Она в поисках детей участия не принимала, только Оська с отцом. Зато слышала спустя пару часов, как народ пошёл искать, в моём доме шум. Но никто не входил и не выходил. Списали на то, что Шип в моё отсутствие безобразничает. Мирьяна ещё высказала недовольство, что вот так, приютила на свою голову кота. На что я возразила, что Шипа дома не было.

— Тогда что же это получается? Влез кто-то?

— Да, порядник уже приходил, составлял дело.

— Что украли?

— Не знаю, пока не заметила, чего не достаёт. Разве что яблока нет.

— Яблока? — подруга одарила меня недоверчивым взглядом.

— Ко мне тут один моряк из города приходил. Принёс в плату серебряное блюдечко с наливным яблочком. Вот саму диковинку не взяли, а яблока я пока не нашла.

— Странно.

— Ну да.

— А моряк из города, случаем не тот зеленоглазый красавец, о котором толкуют все местные?

Я улыбнулась. Шила в мешке не утаишь.

— Сватается?

— Пока нет.

— Я его видела, и правда красавец. Бакула зубами скрипит. Странно, что до сих пор сватов не заслал.

А я вздохнула спокойно, про Яна никто не вспоминает, и что ночь с ним провела, ну и ладненько. Пусть лучше о Дане болтают.

На лице против воли появилась улыбка, которую Мирьяна восприняла по-своему.

Но я решила, что мне пора. Собрала обед из того, что имелось в холодильнике, предварительно разогрев, решив идти к своему парню не с пустыми руками.

Наши пашни были чуть в отдалении, и до них идти было, как до города. Через полчаса я была на месте, выискивая глазами Бакулу. Того не было видно, хотя отец его трудился на "парах"*, запахивая в землю навоз. Где ж Бакула?
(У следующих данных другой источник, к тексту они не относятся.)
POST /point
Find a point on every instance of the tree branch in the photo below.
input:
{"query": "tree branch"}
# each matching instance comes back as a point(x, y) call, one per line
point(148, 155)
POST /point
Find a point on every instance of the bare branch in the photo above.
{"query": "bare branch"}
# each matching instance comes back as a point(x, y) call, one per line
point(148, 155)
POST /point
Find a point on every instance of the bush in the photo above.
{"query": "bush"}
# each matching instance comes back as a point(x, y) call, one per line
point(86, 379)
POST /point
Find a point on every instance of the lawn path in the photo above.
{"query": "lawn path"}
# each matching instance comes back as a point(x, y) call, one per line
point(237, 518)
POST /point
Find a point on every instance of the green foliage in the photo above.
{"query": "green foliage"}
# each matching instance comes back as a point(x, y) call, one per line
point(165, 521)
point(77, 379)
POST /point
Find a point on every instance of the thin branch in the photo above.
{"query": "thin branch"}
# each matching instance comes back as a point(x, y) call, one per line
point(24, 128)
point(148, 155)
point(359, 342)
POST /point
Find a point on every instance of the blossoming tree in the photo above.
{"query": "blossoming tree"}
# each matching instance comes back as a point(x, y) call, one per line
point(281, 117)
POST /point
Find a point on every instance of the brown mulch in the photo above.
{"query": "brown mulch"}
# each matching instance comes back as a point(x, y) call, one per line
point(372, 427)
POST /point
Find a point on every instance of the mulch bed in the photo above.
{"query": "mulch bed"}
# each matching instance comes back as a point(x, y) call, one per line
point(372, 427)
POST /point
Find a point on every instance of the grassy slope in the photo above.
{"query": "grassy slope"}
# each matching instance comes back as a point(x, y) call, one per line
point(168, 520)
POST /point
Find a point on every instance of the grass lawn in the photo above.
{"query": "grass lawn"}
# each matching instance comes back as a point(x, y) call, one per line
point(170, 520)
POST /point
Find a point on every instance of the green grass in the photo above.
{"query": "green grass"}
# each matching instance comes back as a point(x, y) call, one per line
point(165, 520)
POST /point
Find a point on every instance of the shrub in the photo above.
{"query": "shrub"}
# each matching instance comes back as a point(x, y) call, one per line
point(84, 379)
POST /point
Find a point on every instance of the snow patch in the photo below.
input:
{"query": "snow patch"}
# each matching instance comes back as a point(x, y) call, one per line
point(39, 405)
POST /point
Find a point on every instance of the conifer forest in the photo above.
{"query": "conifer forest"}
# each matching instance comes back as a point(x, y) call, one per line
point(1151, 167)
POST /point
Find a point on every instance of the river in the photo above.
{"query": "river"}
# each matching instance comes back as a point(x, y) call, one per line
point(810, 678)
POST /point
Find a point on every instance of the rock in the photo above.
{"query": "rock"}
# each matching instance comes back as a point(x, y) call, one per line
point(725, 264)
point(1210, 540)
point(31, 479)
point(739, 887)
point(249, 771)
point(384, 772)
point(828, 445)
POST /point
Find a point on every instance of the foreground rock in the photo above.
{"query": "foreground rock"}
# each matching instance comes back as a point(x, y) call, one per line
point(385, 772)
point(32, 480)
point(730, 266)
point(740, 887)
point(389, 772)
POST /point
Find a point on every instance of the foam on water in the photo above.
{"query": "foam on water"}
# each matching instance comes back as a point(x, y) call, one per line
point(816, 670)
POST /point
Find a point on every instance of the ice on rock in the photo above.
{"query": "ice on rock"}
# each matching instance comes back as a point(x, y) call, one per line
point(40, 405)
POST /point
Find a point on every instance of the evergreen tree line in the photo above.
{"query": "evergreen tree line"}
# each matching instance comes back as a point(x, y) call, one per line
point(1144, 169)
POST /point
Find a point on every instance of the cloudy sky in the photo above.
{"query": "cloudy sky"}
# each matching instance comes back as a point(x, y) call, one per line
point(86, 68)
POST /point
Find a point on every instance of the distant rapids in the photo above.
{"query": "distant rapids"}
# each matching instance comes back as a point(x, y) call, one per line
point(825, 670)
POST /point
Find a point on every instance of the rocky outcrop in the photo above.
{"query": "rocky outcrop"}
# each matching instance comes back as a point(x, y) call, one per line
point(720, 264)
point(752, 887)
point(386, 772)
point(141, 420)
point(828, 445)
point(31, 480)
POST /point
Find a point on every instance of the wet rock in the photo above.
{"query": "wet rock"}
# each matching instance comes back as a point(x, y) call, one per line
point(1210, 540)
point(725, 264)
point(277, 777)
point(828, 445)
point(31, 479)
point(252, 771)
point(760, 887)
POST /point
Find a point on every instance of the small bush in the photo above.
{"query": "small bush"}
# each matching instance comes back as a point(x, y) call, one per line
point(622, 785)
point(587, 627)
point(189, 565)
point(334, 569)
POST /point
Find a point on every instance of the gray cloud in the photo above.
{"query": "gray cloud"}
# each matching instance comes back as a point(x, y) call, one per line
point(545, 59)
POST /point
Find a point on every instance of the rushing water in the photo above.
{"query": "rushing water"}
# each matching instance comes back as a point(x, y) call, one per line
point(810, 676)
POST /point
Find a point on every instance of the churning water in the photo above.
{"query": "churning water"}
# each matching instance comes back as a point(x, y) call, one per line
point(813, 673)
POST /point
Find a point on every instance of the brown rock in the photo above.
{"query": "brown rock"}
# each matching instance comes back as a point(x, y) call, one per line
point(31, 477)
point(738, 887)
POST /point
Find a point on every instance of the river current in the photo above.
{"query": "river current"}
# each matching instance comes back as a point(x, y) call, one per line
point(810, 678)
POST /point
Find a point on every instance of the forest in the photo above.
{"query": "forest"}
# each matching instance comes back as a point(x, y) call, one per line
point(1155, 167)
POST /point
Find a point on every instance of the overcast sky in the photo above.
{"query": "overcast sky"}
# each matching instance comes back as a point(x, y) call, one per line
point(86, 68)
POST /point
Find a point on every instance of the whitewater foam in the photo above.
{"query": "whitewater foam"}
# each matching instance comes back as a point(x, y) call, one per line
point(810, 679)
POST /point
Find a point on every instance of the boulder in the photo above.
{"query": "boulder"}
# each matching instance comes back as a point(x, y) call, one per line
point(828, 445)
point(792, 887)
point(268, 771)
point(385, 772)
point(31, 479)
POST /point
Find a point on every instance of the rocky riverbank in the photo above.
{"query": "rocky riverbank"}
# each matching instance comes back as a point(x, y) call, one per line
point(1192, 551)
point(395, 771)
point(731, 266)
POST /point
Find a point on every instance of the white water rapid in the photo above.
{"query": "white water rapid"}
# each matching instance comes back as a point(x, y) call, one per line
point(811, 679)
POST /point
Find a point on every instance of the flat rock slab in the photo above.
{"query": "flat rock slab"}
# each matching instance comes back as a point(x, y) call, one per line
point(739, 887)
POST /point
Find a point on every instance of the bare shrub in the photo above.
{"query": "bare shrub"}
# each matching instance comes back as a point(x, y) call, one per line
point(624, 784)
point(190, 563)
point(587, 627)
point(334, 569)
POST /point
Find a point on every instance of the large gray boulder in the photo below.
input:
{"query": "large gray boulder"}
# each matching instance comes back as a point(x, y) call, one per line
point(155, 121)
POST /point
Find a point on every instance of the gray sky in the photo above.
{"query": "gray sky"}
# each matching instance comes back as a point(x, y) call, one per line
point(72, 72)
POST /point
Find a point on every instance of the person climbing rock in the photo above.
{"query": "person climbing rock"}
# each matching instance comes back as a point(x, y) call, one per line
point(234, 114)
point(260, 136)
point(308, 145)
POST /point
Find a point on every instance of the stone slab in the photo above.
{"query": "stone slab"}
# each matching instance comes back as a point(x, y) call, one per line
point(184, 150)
Поскольку на поле я его не нашла, то пошла в ближайшую лесополосу, ограждающую поле от выветривания. Очень надеялась, что меня не заметили. Бакулу я-таки нашла, целующегося с местной девушкой Ольяной. Довольно-таки откровенно.

— Кхм-кхм, я не помешала?

Я потупила взор, не желая это наблюдать. Было неприятно, если честно, но во всяком случае не больно. Знаю, мы договорились, что попытаемся найти себе пару, но не так же быстро. Мы ведь две седмицы не виделись, мог бы прийти ко мне хотя бы ради приличия, поздороваться, да и сообщить, что нашёл себе кого-то.

— Дея? — его голос дрогнул. Не ожидал? — Прости, — виновато молвил он. А потом обращаясь не ко мне добавил: — Оли, ты извини нас, ладно?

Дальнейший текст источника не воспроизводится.